Music Review: The Byrds – Farther Along

The Byrds returned in late 1971 with their latest album.  It would also be the last album for the McGuinn, White, Battin, and Parsons Incarnation of the group. Roger McGuinn would disband the group or fire everyone depending on who you believe.

Farther Along may not be of the quality of their early releases but does contain some good music. The problem that I have with the album is that 35 plus years later it is forgettable as it gets lost in the Byrds catalogue.

Given the problems over the production of their last release Byrdmaniax, by producer Terry Melcher, the Byrds decided to self produce for the first time. They managed to create an intimate, if not energetic, disc that turned them back toward their classic sound. The record buying public was not impressed as it sold poorly and hardly made a dent on the American charts.

Listening to the album for the first time in years, or I should say decades, I was impressed by three tracks. “Tiffany Queen” written by Roger McGuinn, is a nice rocker.
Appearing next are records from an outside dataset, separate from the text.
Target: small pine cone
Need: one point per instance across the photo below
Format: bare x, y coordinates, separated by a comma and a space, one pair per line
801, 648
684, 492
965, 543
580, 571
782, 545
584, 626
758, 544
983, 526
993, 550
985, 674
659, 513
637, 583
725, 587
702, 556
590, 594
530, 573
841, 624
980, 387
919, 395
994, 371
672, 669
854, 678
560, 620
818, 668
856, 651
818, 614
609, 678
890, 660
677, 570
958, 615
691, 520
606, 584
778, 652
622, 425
Except for the short group effort, “Antique Sandy,” it would be his only writing contribution and may have shown that the well was somewhat dry at the time. Clarence White’s arrangement of the title song featured hymn like textures and would be played at his funeral. He provided a good and sadly last lead vocal on the song “Bugler.” This track about death on the highway is chilling in retrospect.

The worst tracks would be “B.B. Class Road” which was co-written by one of the roadies about life on the road and not even a Clarence White solo can save it and Skip Battin’s, “America’s Great National Pastime” which is just poorly constructed. You can also include a terrible cover of the old rock ‘n’ roll song. “So Fine,” which the group should have had the sense to avoid.

“Bristol Steam Convention Blues” is a Parsons-White instrumental that features some classic banjo playing. “Antique Sandy” is listenable but “Get Down Your Line” and “Lazy Waters” struggle to be average.

“Farther Along” would be the final musical statement by Clarence White who would be killed by a drunk driver eight months later at age 29. For his virtuosity alone, the album is worth a listen. However, as part of the Byrds legacy it settles into the bottom part of their excellent catalogue as an average and ultimately inconsequential album.